The industry transformation triggered by AI has made it inevitable for IDC companies to undergo transformation.

The Zhongyan Puhua Industrial Research Institute believes that the explosive evolution of generative AI technology is reshaping demand patterns, with intelligent computing demand becoming the core engine driving market growth, leading to a surge in demand for the deployment of high-density cabinets and heterogeneous computing architectures, accelerating the evolution of existing data centers into AI Data Centers (AIDC).

In other words, generative AI has changed users’ computing power needs, and traditional IDC’s ordinary server rooms can hardly meet them; they must upgrade to intelligent computing centers capable of running AI to avoid being eliminated by the times.

According to data from KZ Consulting, the market size of China’s intelligent computing center is expected to reach 128.9 billion yuan in 2025, a year-on-year increase of 18.7%, and is expected to reach 288.6 billion yuan by 2028, with a CAGR exceeding 30%. AI computing power demand has become the core engine for industry growth.

While stabilizing traditional businesses, steadily expanding AI computing power services is a common challenge faced by IDC companies.

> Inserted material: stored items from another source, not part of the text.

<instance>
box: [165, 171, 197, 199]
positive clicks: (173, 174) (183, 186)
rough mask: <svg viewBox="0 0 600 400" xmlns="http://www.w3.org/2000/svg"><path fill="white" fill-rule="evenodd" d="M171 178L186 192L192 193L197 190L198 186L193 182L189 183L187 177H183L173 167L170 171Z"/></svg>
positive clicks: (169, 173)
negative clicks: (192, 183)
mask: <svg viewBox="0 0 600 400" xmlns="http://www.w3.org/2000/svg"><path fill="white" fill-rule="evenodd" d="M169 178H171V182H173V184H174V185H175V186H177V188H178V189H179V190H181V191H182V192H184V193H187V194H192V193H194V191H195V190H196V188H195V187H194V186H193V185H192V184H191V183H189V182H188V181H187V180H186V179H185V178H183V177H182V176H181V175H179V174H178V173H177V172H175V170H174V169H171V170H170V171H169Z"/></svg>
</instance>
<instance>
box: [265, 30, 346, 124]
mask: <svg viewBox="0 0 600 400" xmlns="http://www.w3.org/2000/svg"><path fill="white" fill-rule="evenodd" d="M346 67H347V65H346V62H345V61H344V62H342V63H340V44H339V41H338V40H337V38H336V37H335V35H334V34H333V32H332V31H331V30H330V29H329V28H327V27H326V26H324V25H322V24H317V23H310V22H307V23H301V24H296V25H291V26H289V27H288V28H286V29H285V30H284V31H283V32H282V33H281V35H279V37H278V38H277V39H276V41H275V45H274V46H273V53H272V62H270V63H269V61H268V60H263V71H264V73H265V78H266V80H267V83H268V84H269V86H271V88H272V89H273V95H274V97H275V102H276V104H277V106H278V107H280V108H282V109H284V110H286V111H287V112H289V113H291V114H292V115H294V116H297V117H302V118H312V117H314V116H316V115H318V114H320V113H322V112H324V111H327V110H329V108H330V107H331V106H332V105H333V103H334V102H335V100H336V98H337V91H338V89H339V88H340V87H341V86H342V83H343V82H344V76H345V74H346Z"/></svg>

According to The Times Weekly reporter’s analysis, leading IDC firms like Runze Technology and GDS Holdings are accelerating their layout in AI computing power. In 2025, Runze Technology will deliver AI computing power cabinets on a large scale, while GDS Holdings has signed long-term computing power leasing agreements with model manufacturers like ByteDance and Zhipu AI.

KZ Consulting has previously pointed out that small and medium-sized IDC businesses face significant challenges in transformation due to funding and technology constraints.

YunGongChang is also accelerating its transformation layout. In 2025, YunGongChang made multiple investments around “edge cloud + AI services”: the company established a heterogeneous computing power cluster in Wuxi Intelligent Computing Center in collaboration with AMD, constructing a synergetic platform between domestic and internationally advanced GPUs, and launched industry large model solutions targeting sectors such as transportation, government, and industry to expand AI application scenarios.

In March of this year, YunGongChang announced its collaboration with the China Academy of Information and Communications Technology to jointly build the OPC large model public service platform, integrating diverse GPU computing resources from NVIDIA, AMD, and Ascend to provide elastic computing power scheduling, model deployment, and API calling services, reducing the threshold for AI entrepreneurship.

While YunGongChang frequently lays out in AI computing power and platform ecology, the long layout cycle and slow monetization of new businesses have further exacerbated the pressure during the transformation period.

Guo Tao believes that AI computing power centers require substantial upfront investment, and continuous funding is needed for server deployment, power supply support, and heat dissipation technology upgrades. Additionally, customer cultivation and order ramp-up require time, making it difficult to contribute substantial increments to revenue and profits in the short term, leading to a gap in the transition between old and new businesses.

“If we continue to engage in low-margin businesses or blindly ramp up new businesses resulting in pressure on the cash flow, YunGongChang’s situation may become even more passive,” Guo Tao said.